Léon Vaudoyer (/fr/; 7 June 1803 – 9 February 1872) was a French architect.

==Biography==
Vaudoyer was born in Paris, the son of architect Antoine Vaudoyer.

With his contemporaries Félix Duban, Henri Labrouste, and Louis Duc he became a leading light in architectural circles in the 1830s.

He won the Grand Prix de Rome in 1826. In 1838 he won the design competition for the hôtel de ville in Avignon (unrealized), and from 1845 onwards he (with Gabriel-Auguste Ancelet) enlarged the buildings of the Priory of Saint-Martin-des-Champs (now the Conservatoire National des Arts et Métiers). In 1852 he was given responsibility for reconstructing the Sorbonne (unrealized), and also for designing the polychrome Cathédrale Sainte-Marie-Majeure in Marseille.

Juste Lisch and Edmond Paulin were among his students.
== Bibliography ==
- Théodore Ballu: Notice sur M. Léon Vaudoyer.

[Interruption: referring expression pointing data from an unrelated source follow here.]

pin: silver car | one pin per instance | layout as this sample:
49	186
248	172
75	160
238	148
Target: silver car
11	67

Firmin Didot Frères, Paris 1873.
- Barry Bergdoll, Daphné Doublet, Antoinette Le Normand-Romain, Marie-Laure Crosnier Leconte: Les Vaudoyer : une dynastie d'architectes. Réunion des musées nationaux, Paris, 1991. ISBN 2-7118-2486-1.
- David van Zanten: Designing Paris : the architecture of Duban, Labrouste, Duc, and Vaudoyer. MIT Press, 1987. ISBN 0-262-22031-8.